Immunohistochemical analysis of MsrB3 expression in cochlear sections. Immunohistochemistry was performed on serially sliced inner ear samples from the ears of MsrB3^+/+ mice and from the untreated, rAAV2/1-GFP-treated, and rAAV2/1-MsrB3-GFP-treated ears of MsrB3^−/− mice at P28. The expression of MsrB3 protein (red) and Myo7a (green) was assessed in MsrB3^+/+ mice (A–C). No MsrB3 expression was found in the untreated ears or rAAV2/1-GFP-treated ears of the MsrB3^−/− mice (D–I). In contrast, the rescued ears of the MsrB3^−/− mice exhibited local expression of exogenous MsrB3 in the IHCs and OHCs, and the expression of exogenous MsrB3 overlapped with that of Myo7a (J–L).
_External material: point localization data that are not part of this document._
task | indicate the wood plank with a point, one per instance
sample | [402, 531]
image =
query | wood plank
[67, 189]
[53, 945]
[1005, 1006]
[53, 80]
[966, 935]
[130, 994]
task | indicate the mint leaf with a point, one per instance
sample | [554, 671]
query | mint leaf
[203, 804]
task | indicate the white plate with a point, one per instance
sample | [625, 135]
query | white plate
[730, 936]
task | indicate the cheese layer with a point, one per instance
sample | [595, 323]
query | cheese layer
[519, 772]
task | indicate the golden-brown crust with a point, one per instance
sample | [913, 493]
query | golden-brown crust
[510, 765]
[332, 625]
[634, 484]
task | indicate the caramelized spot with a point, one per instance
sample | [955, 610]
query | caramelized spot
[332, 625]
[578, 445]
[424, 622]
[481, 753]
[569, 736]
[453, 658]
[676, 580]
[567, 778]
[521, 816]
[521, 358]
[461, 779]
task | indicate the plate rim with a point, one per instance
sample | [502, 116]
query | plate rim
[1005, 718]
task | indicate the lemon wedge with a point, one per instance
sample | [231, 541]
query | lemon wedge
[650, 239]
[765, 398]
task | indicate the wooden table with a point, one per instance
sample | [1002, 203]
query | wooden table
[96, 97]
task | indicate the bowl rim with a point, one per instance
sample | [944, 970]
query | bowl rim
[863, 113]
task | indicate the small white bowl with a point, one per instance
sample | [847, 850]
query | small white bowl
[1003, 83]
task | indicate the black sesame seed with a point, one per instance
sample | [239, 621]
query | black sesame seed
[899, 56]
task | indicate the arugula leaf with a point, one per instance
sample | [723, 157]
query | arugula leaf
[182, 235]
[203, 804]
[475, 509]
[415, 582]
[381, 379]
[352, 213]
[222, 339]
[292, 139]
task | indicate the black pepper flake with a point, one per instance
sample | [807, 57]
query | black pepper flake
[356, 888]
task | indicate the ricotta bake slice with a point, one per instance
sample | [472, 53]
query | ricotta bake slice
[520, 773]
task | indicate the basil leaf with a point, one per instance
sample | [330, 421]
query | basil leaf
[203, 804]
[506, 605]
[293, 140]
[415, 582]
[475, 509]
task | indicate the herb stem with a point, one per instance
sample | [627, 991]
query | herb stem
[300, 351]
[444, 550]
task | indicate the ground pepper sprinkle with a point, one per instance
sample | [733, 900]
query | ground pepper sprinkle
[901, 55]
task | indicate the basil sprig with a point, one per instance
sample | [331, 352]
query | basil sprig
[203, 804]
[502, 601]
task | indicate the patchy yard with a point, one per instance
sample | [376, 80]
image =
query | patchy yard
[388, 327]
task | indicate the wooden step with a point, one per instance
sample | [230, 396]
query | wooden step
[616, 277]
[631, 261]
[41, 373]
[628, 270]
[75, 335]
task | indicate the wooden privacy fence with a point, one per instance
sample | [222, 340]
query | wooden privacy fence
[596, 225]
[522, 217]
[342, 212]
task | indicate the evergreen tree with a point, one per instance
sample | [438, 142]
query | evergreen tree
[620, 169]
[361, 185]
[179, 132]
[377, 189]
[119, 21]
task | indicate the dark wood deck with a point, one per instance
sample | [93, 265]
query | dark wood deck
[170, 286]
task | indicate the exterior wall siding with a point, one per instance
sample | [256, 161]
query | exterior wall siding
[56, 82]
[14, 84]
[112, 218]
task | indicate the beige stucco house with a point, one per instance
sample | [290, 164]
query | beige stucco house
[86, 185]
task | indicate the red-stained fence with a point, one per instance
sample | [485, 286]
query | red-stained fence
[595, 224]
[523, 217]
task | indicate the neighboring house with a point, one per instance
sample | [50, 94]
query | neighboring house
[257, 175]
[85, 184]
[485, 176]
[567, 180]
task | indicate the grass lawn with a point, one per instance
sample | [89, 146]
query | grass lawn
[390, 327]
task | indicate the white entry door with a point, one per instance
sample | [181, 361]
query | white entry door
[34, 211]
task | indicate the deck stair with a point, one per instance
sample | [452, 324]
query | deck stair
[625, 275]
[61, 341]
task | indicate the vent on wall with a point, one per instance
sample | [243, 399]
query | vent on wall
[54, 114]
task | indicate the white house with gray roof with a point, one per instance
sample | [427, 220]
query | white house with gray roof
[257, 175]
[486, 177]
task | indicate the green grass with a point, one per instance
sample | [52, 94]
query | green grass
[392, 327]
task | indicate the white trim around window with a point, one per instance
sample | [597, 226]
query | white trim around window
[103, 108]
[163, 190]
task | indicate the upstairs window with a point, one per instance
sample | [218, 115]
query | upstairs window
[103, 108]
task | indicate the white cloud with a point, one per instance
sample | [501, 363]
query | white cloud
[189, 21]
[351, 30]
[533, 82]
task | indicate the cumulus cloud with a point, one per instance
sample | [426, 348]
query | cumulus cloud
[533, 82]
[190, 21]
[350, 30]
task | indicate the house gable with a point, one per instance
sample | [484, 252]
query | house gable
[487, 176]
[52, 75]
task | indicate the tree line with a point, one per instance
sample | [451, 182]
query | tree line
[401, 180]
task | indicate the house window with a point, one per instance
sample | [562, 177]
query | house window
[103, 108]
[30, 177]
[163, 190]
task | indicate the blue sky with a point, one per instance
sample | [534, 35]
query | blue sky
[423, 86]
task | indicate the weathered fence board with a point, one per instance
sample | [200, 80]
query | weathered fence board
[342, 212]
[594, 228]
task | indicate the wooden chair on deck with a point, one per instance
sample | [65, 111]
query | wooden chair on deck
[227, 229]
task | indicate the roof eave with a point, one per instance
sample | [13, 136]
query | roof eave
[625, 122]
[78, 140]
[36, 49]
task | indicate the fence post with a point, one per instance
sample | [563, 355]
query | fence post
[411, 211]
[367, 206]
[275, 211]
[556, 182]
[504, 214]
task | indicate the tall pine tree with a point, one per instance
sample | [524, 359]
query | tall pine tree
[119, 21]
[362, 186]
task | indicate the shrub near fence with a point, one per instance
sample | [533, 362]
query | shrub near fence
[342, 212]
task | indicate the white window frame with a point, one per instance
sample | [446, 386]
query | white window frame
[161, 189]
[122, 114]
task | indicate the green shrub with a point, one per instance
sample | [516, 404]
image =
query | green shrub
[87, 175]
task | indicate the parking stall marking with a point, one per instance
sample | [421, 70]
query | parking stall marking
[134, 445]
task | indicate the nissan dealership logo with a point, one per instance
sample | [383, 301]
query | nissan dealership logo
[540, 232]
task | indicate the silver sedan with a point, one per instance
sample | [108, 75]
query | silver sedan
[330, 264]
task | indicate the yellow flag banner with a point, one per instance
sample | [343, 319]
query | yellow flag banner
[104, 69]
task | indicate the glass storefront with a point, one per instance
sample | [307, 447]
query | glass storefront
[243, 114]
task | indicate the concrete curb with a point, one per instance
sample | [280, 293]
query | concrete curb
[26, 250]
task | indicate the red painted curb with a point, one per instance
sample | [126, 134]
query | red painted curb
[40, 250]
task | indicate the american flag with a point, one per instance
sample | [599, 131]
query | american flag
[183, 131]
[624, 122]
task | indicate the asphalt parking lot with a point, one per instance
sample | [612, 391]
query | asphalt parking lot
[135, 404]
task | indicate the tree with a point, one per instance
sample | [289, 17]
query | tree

Scale bars represent 10 μm.

FIG. 7.

Ultrastructural morphology of the stereociliary bundles. MsrB3^+/+, MsrB3^−/−, and rescued MsrB3^−/− mice were sacrificed at P28 for scanning electron microscopy analysis. The images show stereociliary bundles along the three cochlear turns, including the apical, middle, and basal turn. (A) Overview image of a large portion of the organ of Corti that shows the stereociliary bundles of the three rows of OHCs and one row of IHCs in the ears of MsrB3^+/+ (left column) mice, the ears of MsrB3^−/− mice (middle column), and the ears of rescued MsrB3^−/− mice (right column). (B) Representative higher-resolution images of the OHCs (left panel) and IHCs (right panel). IHC, inner hair cell; OHC, outer hair cell. The scale bars represent 10 μm in (A) and 1 μm in (B).